A crise dos mídia e as Fake News

Os mídia tradicionais atravessam uma fase difícil. Por um lado, com a redução das suas receitas e a crise nos seus modelos de negócio, cortam custos e, por consequência, reduzem a sua capacidade, o seu investimento e a qualidade do seu jornalismo. Por outro lado, as plataformas digitais e as redes sociais estão cheias de fake news e de notícias de origem duvidosa com meias-verdades e objetivos menos claros. Nas plataformas de distribuição, estes conteúdos duvidosos competem com os mídia tradicionais que são regulados e obrigados a um código de ética e deontologia. E competem de duas formas:

  • pela audiência – disputando a atenção do utilizador e um lugar de visibilidade nas várias plataformas de distribuição como o Facebook, o Twitter, o YouTube, a pesquisa do Google, o Google Discover, etc;
  • pela receita – porque sobretudo os grandes players globais colocam publicidade e partilham receitas também com esses meios “duvidosos”.
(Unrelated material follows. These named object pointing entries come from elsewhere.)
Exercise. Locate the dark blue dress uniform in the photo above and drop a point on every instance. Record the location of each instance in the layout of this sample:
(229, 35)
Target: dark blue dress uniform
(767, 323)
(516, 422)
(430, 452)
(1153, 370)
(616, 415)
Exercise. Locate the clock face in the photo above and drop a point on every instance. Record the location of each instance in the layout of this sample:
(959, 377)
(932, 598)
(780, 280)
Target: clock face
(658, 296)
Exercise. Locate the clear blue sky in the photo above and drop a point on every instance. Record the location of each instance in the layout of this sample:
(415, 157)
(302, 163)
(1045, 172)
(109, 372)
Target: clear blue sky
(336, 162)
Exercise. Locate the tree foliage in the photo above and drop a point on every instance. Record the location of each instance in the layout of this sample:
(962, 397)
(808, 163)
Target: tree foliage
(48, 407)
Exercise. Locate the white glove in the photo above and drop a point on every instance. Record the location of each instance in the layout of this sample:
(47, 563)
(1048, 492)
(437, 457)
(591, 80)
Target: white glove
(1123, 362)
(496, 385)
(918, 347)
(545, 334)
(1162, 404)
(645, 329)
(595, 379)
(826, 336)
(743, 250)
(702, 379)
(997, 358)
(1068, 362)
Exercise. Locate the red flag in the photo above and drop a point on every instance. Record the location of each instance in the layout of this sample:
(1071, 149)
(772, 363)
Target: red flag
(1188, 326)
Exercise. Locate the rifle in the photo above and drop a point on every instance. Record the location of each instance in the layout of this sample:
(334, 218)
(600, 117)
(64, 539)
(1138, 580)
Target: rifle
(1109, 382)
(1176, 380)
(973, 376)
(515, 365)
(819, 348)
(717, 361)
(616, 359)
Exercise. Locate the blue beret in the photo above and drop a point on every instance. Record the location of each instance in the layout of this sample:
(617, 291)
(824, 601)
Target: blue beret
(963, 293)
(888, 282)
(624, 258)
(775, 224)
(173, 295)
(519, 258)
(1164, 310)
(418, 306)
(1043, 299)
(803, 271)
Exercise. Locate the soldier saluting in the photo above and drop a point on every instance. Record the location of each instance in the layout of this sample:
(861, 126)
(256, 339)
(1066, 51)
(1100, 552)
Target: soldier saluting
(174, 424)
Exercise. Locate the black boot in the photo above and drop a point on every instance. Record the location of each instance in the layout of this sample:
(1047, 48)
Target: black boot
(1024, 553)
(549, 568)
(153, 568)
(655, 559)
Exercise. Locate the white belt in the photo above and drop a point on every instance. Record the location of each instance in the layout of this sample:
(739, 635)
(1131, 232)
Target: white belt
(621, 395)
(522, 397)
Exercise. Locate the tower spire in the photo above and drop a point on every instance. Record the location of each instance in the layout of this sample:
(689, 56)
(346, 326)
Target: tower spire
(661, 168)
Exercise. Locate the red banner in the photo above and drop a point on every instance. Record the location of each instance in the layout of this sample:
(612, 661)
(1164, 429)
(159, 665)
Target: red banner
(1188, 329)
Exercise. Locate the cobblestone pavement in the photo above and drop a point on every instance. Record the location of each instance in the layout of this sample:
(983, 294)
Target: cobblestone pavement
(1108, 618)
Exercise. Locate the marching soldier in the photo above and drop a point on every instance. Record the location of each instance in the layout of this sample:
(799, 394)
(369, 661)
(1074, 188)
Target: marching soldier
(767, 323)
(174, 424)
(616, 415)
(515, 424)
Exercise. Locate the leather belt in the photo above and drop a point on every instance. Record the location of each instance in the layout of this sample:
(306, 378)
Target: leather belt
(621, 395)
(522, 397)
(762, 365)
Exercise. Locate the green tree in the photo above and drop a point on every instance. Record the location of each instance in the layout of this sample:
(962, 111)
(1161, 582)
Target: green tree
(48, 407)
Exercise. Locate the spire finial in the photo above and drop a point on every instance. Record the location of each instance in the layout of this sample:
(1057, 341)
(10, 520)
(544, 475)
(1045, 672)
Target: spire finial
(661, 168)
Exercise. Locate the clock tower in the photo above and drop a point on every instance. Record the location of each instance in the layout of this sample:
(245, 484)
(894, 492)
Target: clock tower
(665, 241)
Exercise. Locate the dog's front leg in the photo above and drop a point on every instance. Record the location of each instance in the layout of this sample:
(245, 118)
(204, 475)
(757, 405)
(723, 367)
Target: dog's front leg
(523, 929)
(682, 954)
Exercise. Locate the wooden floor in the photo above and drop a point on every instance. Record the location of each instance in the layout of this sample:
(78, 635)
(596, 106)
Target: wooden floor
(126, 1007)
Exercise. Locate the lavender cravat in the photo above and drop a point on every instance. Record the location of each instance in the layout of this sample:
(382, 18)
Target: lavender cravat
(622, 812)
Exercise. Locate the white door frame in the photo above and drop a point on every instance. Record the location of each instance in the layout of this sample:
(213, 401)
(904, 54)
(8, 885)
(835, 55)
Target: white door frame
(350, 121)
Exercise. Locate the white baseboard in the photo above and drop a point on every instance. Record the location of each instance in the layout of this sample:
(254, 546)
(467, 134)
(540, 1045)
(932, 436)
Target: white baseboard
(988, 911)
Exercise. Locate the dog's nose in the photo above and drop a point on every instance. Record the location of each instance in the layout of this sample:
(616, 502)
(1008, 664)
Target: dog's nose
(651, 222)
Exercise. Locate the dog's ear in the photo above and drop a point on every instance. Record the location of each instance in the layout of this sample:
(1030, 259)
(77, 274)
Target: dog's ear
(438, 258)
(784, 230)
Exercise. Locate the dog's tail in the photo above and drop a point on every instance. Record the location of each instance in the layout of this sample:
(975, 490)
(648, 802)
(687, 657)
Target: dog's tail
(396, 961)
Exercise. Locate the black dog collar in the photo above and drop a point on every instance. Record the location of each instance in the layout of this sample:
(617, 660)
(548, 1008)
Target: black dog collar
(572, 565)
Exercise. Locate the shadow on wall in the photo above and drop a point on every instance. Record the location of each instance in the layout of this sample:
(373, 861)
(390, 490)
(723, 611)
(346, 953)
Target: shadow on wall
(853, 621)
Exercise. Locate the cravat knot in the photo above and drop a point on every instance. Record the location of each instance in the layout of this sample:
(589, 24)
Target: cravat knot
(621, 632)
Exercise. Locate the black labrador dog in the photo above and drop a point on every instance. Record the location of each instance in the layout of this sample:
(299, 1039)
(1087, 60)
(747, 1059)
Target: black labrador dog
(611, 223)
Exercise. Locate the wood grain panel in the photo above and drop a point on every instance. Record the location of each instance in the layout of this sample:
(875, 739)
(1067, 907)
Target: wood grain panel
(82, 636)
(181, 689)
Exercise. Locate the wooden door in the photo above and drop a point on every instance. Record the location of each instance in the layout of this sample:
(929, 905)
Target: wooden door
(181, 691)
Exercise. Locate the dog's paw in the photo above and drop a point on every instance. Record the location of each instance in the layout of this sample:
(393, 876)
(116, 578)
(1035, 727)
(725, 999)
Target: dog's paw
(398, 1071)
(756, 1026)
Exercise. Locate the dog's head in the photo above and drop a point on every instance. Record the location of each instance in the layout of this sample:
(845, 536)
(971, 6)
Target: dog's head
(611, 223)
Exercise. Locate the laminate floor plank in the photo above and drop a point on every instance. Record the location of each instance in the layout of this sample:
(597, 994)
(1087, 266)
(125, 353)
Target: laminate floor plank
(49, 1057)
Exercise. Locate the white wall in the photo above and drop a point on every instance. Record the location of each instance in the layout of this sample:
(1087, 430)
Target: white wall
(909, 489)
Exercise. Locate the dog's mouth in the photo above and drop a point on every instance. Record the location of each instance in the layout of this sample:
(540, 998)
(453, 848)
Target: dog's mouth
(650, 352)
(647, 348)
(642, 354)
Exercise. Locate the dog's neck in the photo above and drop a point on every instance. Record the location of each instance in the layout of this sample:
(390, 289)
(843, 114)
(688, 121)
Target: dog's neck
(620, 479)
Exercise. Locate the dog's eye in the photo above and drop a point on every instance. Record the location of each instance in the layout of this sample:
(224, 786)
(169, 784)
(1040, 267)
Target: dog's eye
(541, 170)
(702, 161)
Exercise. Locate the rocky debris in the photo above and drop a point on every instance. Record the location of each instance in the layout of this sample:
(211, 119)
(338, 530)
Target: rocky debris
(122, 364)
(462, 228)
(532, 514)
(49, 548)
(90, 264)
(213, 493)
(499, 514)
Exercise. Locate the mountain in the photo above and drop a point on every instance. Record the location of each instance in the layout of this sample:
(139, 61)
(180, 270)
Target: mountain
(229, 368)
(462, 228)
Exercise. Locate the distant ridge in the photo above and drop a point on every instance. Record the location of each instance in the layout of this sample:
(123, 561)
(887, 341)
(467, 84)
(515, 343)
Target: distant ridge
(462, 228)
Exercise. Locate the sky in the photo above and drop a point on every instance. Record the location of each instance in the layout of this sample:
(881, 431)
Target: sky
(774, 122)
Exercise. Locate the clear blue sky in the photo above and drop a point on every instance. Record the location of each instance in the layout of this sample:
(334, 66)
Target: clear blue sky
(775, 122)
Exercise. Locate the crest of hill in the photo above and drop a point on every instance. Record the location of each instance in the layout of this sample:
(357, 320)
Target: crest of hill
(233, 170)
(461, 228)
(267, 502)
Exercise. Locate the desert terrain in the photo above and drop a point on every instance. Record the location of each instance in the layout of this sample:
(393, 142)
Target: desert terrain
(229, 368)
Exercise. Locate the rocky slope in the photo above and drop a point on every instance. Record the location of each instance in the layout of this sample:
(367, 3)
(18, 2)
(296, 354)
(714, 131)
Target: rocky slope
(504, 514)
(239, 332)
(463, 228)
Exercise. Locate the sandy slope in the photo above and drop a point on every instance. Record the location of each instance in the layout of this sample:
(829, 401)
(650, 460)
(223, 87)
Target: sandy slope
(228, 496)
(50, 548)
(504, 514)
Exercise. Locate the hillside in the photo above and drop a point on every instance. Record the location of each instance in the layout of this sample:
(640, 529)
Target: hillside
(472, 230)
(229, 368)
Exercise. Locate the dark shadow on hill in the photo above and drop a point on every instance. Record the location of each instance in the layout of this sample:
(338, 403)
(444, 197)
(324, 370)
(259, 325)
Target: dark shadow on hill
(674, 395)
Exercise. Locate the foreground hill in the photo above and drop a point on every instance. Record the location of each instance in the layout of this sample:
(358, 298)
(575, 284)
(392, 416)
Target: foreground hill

O que poderemos esperar do futuro? Uma informação cada vez de menor qualidade e confiabilidade em resultado da crise que afeta os mídia?

Fica a reflexão. Fica também a certeza para os pequenos investidores que têm de manter o sentido crítico em relação às informações que são divulgadas.

Nota: As informações publicadas são opiniões, interpretações e estimativas, podem não ser exatas ou corretas e não devem ser tomadas em conta para qualquer ação ou decisão de investimento. As informações oficiais devem ser procuradas junto da empresa e das autoridades competentes.